İsa’nın Takipçileri Yehova’nın İhtişamını Yansıtırlar
“Ne mutlu sizin gözlerinize, çünkü görüyorlar. Ne mutlu sizin kulaklarınıza, çünkü duyuyorlar” (MATTA 13:16).
1. İsrailoğullarının Sina Dağı’ndan inen Musa’ya gösterdikleri tepki akla hangi soruyu getiriyor?
SİNA DAĞI’NDA toplanan İsrailoğullarının Yehova’ya yaklaşmak için birçok nedeni vardı. Aslında Yehova güçlü eliyle onları Mısır’dan kurtarmıştı. Çölde yiyecek ve su sağlayarak ihtiyaçlarıyla ilgilenmişti. Sonra, Amalekî ordusunun saldırısı karşısında zafer kazandırmıştı (Çıkış 14:26-31; 16:2–17:13). İsrailoğulları çölde Sina Dağı’nın eteğinde kamp kurarlarken, gök gürlemeleri ve şimşeklerden öyle korktular ki, titremeye başladılar. Ardından, Musa’nın Sina Dağı’ndan indiğini ve yüzünün Yehova’nın ihtişamını yansıttığını gördüler. Fakat, bu gördüklerine şaşırmak ve takdir etmek yerine, onlar geri çekildiler. “[Musa’ya] yaklaşmağa korktular” (Çıkış 19:10-19; 34:30). Peki Yehova onlar için onca şey yapmış olduğu halde, O’nun ihtişamının yansımasına bakmaktan neden korktular?

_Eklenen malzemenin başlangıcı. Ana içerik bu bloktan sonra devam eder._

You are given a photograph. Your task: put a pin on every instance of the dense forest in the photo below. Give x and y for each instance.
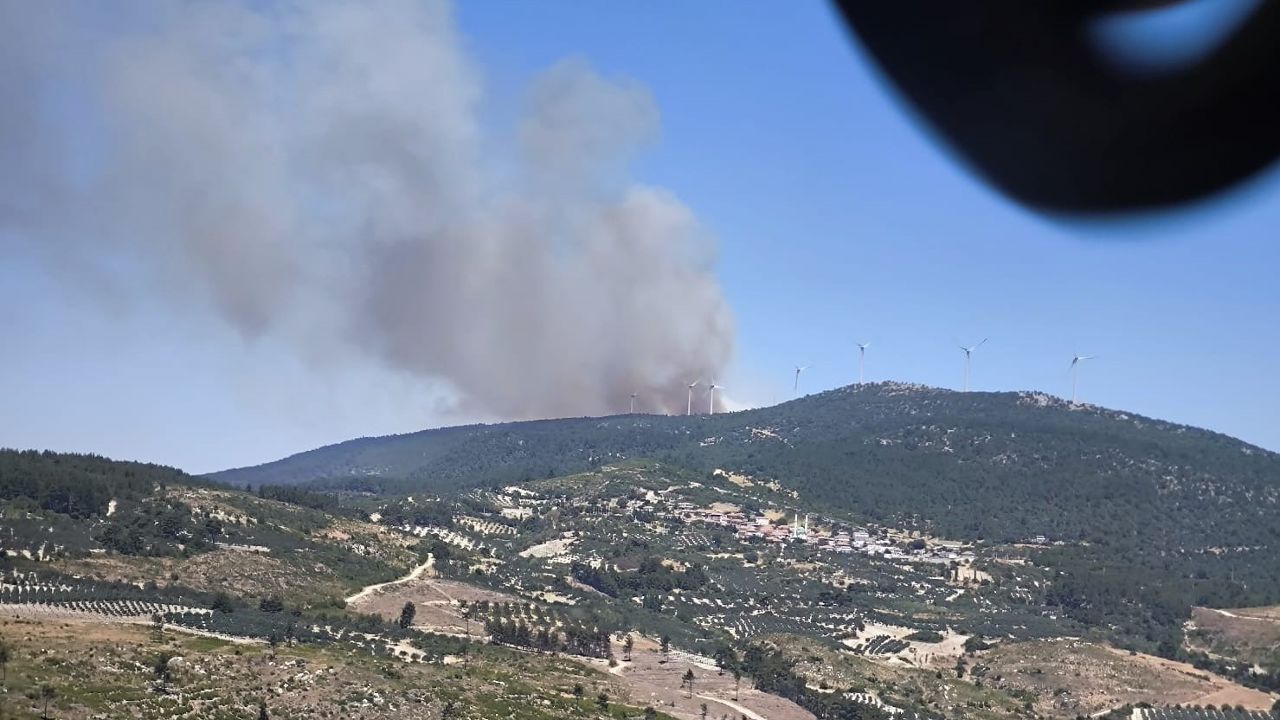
(78, 486)
(996, 466)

2. İsrailoğulları Tanrı’nın ihtişamını yansıtan Musa’yı gördüklerinde neden korkmuş olabilir?
2 İsrailoğullarının çoğunun bu olayda korkmasının nedeni, büyük ihtimalle daha önce olanlarla ilgiliydi. Onlar altın bir buzağı yaparak Yehova’ya kasten itaatsizlik ettiklerinde, Yehova onları cezalandırdı (Çıkış 32:4, 35). Acaba Yehova’nın verdiği tedipten ders alıp takdir ettiler mi? Çoğu böyle yapmadı. Yaşamının sonuna doğru Musa, İsrailoğullarının itaatsizliklerini gösteren başka örneklerin yanı sıra, altın buzağıyla ilgili bu olaydan da tekrar söz etti ve İsrailoğullarına şöyle dedi: “Allahınız RABBİN emrine karşı isyan ettiniz, ve ona iman etmediniz, ve onun sözünü dinlemediniz. Sizi bildiğim günden beri RABBE karşı âsi oldunuz” (Tesniye 9:15-24).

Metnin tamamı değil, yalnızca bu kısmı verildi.